馬糞が増えると困っていると、馬を使わない自動車が登場します.それが「エンジンつき自動車」だったのです。

20世紀の中盤から、人間は半導体、コンピュータ、高速通信などの科学技術を誕生させてきました。これは1800年前後に蒸気機関ができて「人間から力仕事を解放した」というのと同じように、「人間から単純な頭脳活動を解放する」という意味を持っています.

つまり、人間の頭脳活動でも芸術・学術といったものではなく、単に伝票の数字を合わせたり、駅で切符を切るという単純な頭脳活動を順次、電気機器に任せることができるようになったと言うことです。

自動車や電車、それに航空機の運転はそれほど創造的な頭脳活動を求めてはいません。事実、すでに新橋からお台場に行くモノレールには運転手が不在ですが集中管理で安全に運行しています.

おそらく社会が容認すれば新幹線の運転手もすでに不要なのでしょう.

自動車も今の運転席というのは無くなり、自動車に乗って行きたいところを言えば、音声認識で自動車がそれを理解し、安全快適に目的地に連れて行ってくれるでしょう.

小学生でもお婆さんでも自分が行きたいところに行けるのですから、とても素晴らしいことです。今はまだ自動車を運転できないお婆さんは頭を下げないとなかなか移動できません.

そして、さらに良いことに、GPSの認識が1センチになると、玄関を飛び出してくる子供や通りにある小さな石ころまで分かりますから、「交通事故」が過去のものになります.

すべての移動体(自動車、電車など)はどこかにある「クラウド・センター」で管理され、衝突などが一切無いようになります。
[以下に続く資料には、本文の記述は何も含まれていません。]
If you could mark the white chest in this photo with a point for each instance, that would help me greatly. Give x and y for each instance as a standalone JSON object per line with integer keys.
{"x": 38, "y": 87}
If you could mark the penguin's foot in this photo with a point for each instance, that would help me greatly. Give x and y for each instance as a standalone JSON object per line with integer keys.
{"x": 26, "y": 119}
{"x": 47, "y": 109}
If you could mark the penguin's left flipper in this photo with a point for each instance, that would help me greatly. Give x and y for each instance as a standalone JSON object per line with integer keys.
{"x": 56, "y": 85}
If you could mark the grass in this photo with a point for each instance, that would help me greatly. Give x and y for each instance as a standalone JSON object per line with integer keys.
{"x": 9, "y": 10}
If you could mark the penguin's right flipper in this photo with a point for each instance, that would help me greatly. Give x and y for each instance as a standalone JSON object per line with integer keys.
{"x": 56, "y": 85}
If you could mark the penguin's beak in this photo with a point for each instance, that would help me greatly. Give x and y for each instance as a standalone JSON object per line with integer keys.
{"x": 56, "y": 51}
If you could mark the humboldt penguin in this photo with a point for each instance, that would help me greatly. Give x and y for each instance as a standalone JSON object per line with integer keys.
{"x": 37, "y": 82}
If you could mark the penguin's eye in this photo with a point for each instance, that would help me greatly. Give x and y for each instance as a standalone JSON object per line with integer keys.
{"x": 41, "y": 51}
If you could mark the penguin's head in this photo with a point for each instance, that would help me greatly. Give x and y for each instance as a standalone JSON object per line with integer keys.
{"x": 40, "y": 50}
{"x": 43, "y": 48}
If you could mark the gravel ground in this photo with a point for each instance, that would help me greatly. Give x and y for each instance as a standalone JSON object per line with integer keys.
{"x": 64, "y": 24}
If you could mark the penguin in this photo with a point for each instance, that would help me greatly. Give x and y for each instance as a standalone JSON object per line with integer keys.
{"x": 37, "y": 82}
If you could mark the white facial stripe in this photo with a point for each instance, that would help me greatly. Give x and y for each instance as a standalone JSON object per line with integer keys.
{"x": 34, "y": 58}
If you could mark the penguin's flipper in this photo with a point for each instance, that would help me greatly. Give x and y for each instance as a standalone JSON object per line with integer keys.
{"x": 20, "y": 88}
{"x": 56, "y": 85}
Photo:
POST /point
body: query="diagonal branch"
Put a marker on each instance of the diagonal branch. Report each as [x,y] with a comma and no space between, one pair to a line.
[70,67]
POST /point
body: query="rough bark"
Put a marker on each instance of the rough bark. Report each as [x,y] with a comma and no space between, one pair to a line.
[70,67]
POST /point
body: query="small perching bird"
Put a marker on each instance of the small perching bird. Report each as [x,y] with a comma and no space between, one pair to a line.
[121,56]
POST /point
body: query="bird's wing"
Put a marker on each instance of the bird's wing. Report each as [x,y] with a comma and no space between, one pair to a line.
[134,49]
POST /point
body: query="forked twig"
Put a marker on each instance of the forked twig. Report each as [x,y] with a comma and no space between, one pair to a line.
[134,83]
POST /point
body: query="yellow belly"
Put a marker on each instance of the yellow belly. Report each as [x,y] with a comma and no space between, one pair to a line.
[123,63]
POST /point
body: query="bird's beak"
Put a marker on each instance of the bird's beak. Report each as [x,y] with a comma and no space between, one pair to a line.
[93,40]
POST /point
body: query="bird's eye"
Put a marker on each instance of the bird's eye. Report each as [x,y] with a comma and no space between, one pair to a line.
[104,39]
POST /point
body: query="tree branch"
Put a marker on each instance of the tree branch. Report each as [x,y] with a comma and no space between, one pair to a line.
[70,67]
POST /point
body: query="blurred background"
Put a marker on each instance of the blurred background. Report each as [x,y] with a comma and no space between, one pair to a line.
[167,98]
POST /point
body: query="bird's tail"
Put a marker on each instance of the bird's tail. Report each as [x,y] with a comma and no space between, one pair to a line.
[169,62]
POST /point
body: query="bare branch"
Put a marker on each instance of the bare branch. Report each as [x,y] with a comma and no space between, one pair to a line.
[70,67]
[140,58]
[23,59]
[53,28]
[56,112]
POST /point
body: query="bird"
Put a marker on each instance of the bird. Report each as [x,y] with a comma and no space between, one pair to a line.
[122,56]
後は人間の慣れまでの時間と、具体的に無人運転ができるようになるための高い周波数の通信、それに必要な材料、電子機器、それにソフトができるのに少し時間がかかるだけです.

「交通事故、飲酒運転、運転中の急病、運転できない人は大雨でも歩かなければ外に出れない・・・」など多くの悩みが一気に解決する日も遠くありません。

自分が明るく未来を見ることができないからと言って、人に暗い未来を言うのはあまり感心しません。みんなで明るい未来を描き、それを拓いて行きたいものです。